Las poetas que publican su primer volumen a partir del año 2000[6]
continúan con la instalación de un yo cada vez más intensificado
en sus líneas de abordaje. La tristeza se desborda y la sujeto en vez de
victimizarse –algo que ya se advertía en la poesía de los ’80- se
violenta. Lo asume pero con rabia, lo que redunda en la autoagresión, autodegradación,
específicamente del cuerpo; símbolo tal vez del único territorio
propio. La sujeto se expone ahora a partir de la diversidad y desoye cualquier
posible inserción en el paradigma androcéntrico. La tematización
de lo urbano, pasa por el habitar pero además por homologarla a la propia
voz de la sujeto. Ambas, mujer y ciudad, se degradan, se duelen y agraden. El
desencanto es total, sin embargo aun hay sitio para cuestionar larvadamente el
neoliberalismo a la chilena. En términos políticos, los ’80 tenían
a la dictadura como gran adversario; los ’90, emerge la crítica a la promesa
concertacionista y el 2000, el enemigo ya no es unidireccional y se impone un
total desencanto. Se asume el fracaso, el erotismo seco y animalesco, la derrota
y los pequeños relatos cruzados por una cotidianidad entre naif
y perversa sobre todo para instalar una suerte de neorromanticismo donde el otro
es generalmente un masculino degradado o tan culpable como la propia sujeto que
lo expone.
Quiero agregar que desde mi perspectiva –menor, siempre menor,
quiero recalcarlo- segmentar el campo de la poesía de mujeres en tres periodos
me parece tremendamente falaz. Más que pretender identificar especificidades
mi propuesta es visibilizar líneas de continuidad, de calce, intensificaciones
pero también desviaciones, puntos de fuga. Lo anterior me lleva a plantear
que la poesía de mujeres entre 1980 y 2006, configura un territorio donde
se movilizan vectores que tienden a cruzarse y separarse. Algunos de estos son:
Uno: la instalación definida de una sujeto lírica
mujer; es decir la marcación de un devenir mujer, por tanto siempre en
proceso. Pero tal proceso tiene claramente la intención de desobedecer
el modelo de mujer generado por el modelo patriarcal. Este es un punto de cruce
’80-’90-2000.
Dos: advierto hacia el 2000, desencanto pero a la
vez, un reencantamiento en términos de oposicionalidad que no se manifestaba
en los ’90 pero sí en los ’80. Identifico actualmente una rearticulación
de la poesía que denuncia la condición diferencial del sujeto menor/mujer.

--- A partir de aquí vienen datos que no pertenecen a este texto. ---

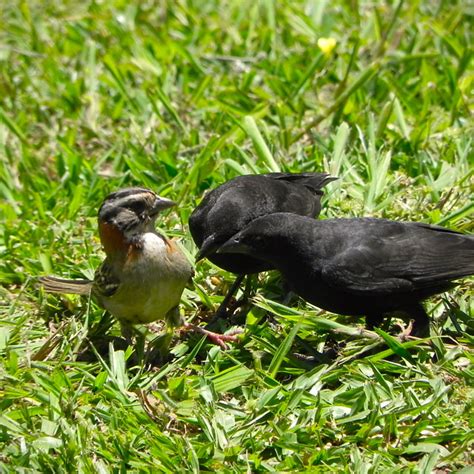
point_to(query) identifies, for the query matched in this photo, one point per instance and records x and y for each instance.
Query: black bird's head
(264, 238)
(128, 213)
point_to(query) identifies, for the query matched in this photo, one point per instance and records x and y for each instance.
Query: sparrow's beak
(208, 247)
(161, 204)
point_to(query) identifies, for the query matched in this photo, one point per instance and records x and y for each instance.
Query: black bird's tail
(60, 285)
(447, 255)
(314, 181)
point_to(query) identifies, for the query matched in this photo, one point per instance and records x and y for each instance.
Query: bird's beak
(161, 204)
(234, 245)
(208, 247)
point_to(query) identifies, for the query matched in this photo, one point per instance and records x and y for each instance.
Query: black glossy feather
(359, 266)
(227, 209)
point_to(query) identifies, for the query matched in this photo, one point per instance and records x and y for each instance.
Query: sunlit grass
(179, 97)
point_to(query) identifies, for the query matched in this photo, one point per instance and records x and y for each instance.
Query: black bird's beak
(234, 245)
(161, 204)
(208, 247)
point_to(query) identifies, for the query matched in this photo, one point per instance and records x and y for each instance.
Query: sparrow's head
(130, 212)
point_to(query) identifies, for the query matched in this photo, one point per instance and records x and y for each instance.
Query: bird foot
(216, 338)
(407, 332)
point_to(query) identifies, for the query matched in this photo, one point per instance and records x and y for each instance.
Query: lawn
(180, 96)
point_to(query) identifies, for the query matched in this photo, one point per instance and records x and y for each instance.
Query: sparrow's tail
(60, 285)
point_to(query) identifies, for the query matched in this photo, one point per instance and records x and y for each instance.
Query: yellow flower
(326, 45)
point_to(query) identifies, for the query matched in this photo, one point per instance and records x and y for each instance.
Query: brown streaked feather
(60, 285)
(112, 239)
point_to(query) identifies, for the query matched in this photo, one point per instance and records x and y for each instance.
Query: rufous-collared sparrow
(144, 273)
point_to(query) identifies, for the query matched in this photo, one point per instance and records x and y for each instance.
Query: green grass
(181, 96)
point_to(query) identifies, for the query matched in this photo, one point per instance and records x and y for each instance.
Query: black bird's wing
(392, 257)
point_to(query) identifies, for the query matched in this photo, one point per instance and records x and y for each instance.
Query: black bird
(227, 209)
(361, 266)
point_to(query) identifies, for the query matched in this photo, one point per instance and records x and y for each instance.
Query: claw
(216, 338)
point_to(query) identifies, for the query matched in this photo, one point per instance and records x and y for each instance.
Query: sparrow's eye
(138, 207)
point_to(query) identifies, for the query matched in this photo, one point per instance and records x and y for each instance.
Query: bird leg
(421, 323)
(222, 310)
(216, 338)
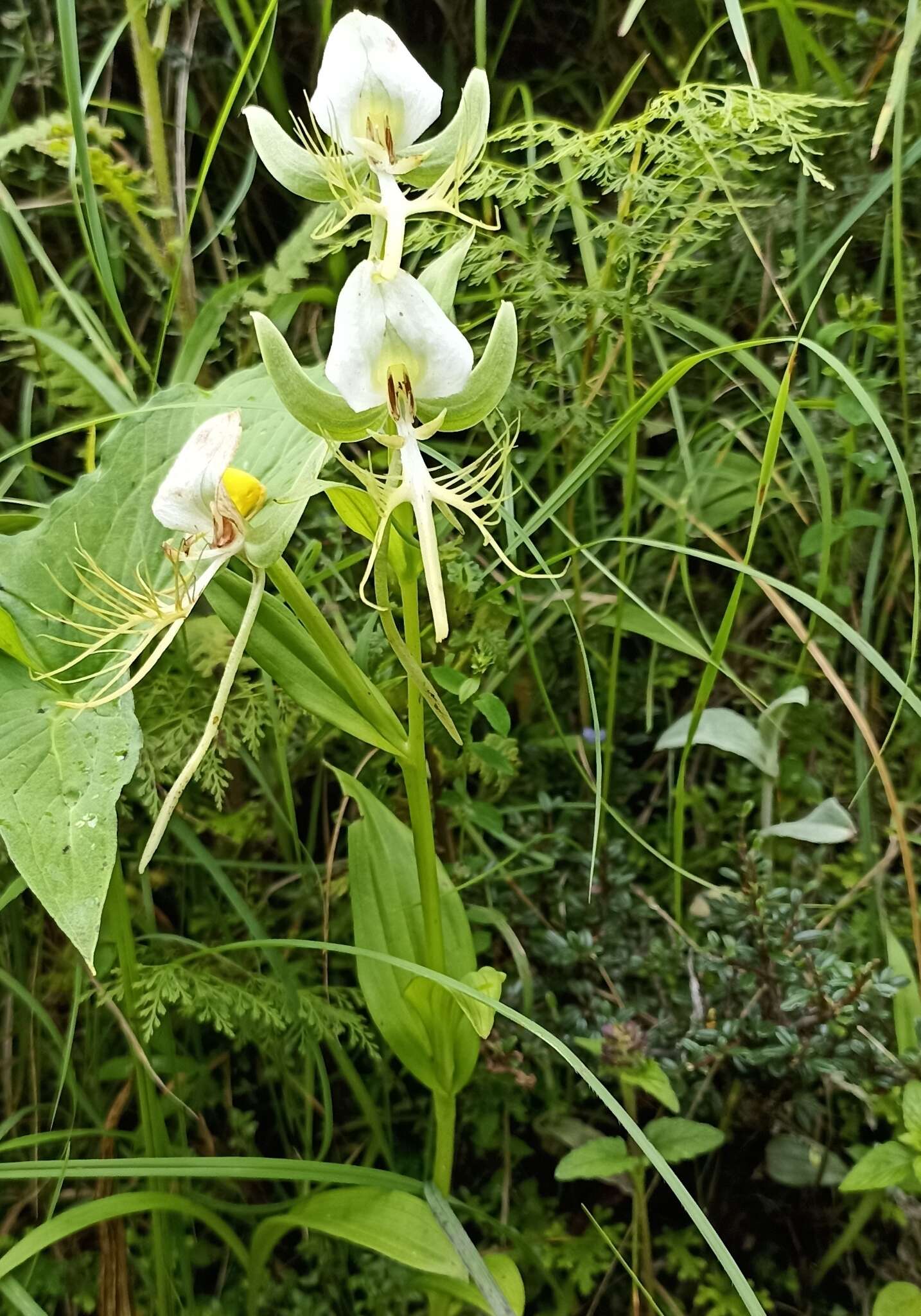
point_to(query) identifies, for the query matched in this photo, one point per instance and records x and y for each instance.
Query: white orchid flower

Tres: otra línea de continuidad, o que tiende a visibilizarse
con recurrencia, es la presencia del cuerpo. Desde el cuerpo agredido al que se
autoagrede, desde el cuerpo que desea al cuerpo que le basta su propia mano, desde
el cuerpo que se envilece al cuerpo que se goza. Cuerpo deviniendo animal, cuerpo
que deviene en sangre y en escritura, un cuerpo que se generiza en cada focalización
lírica de sus fragmentos.
Cuatro: la ciudad cobra radical
y progresiva importancia. De escenario pasa a personaje, de agresiva deviene a
cómplice. La ciudad y sus rincones, sus márgenes son el microterritorio
privilegiado aunque claramente reconocible de un lugar latinoamericano acosado
por la devastación globalizante.
Cinco: la escritura es asimilada
al dolor. Escribir es un gesto de resistencia y experimentación; asistimos
cada vez más a los cruces de la poesía con géneros como el
testimonio, la crónica, el diario.
El crítico uruguayo Hugo
Achugar señala: “¿leer la diferencia o la hegemonía?, ¿leer
la diversidad o la constante supresión de voces?”[7].
La poesía de mujeres de la actualidad oscila entre la lectura/escritura
de la diferencia y la hegemonía. Pero no se trata de una diferencialidad
a partir de reconocerse como sujeto mujer, sino como parte de otros sujetos que
también ocupan posiciones de marginalidad. Se aborda así la diversidad
siempre en el límite de su ocultamiento y la hegemonía como amenaza
constante. Ya sea desde el universo político latinoamericano frente al
primer mundo y el metarrelato de la globalización o desde el orden del
discurso. Se asume que el neoliberalismo construye una narrativa que habrá
que desmontar desde la especificidad de un formato llamado poesía. Se retoma,
desde mi perspectiva, el concepto de subalterno enunciado por Gramsci en un ensayo
de 1934 titulado "Ai margini della storia (Storia dei gruppi sociali subalterni)"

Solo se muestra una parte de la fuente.